N.B. Le riflessioni contenute in questo articolo sono spiegate in maniera organica ed esaustiva nel saggio di Franco Soldani intitolato “Marx e la scienza” disponibile integralmente on-line sul sito Actuel Marx.

Si tratta di un’analisi estremamente interessante anche se i risultati con i quali Soldani conclude tale lavoro, dovrebbero essere ulteriormente problematizzati. Soldani ritiene, infatti, che la teoria marxiana del valore non sia invalidata da aporie logiche, bensì dall’impossibilità (secondo l’autore) di una corrispondenza univoca tra valori e prezzi di produzione.
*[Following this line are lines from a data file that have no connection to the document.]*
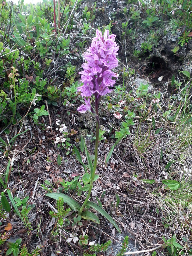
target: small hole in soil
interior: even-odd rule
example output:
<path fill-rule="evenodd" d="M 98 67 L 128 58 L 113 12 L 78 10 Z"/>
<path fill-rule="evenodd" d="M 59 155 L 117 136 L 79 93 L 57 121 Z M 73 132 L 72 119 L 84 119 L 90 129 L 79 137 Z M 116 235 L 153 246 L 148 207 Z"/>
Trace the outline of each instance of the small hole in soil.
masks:
<path fill-rule="evenodd" d="M 154 56 L 150 60 L 145 71 L 149 78 L 152 79 L 153 82 L 156 80 L 157 83 L 159 83 L 158 78 L 162 76 L 164 76 L 164 81 L 165 81 L 171 75 L 170 69 L 167 67 L 162 58 Z"/>

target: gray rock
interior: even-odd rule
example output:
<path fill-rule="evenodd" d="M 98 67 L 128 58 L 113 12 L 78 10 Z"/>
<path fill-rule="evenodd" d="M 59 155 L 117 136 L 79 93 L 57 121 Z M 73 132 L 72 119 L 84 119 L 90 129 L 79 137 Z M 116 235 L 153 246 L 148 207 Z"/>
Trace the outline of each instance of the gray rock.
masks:
<path fill-rule="evenodd" d="M 123 243 L 123 240 L 126 236 L 128 236 L 129 238 L 129 244 L 127 246 L 126 252 L 130 251 L 138 251 L 139 248 L 139 245 L 138 244 L 136 245 L 136 247 L 135 244 L 135 243 L 133 241 L 132 241 L 131 240 L 130 238 L 130 234 L 126 233 L 123 234 L 118 234 L 115 237 L 116 240 L 117 240 L 122 243 Z M 106 252 L 107 256 L 109 256 L 112 254 L 112 256 L 116 256 L 117 253 L 119 252 L 121 249 L 122 245 L 118 242 L 116 244 L 112 243 L 111 245 L 109 247 L 109 248 Z"/>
Tale impasse sarebbe determinata dalla differente natura di valore e prezzi (essendo quest’ultimi “un’espressione quantitativamente incongruente del valore della merce”). Se, da un lato, Soldani ha ragione da vendere, soprattutto contro chi ha spogliato la teoria del valore della sua valenza qualitativa ingabbiandola in una mera ripetitività matematica (ad oggi insoluta), dall’altro però il suo costante riferimento ad un doppio livello della realtà capitalistica, ha in sé qualcosa metafisico che dovrà necessariamente essere spiegato meglio.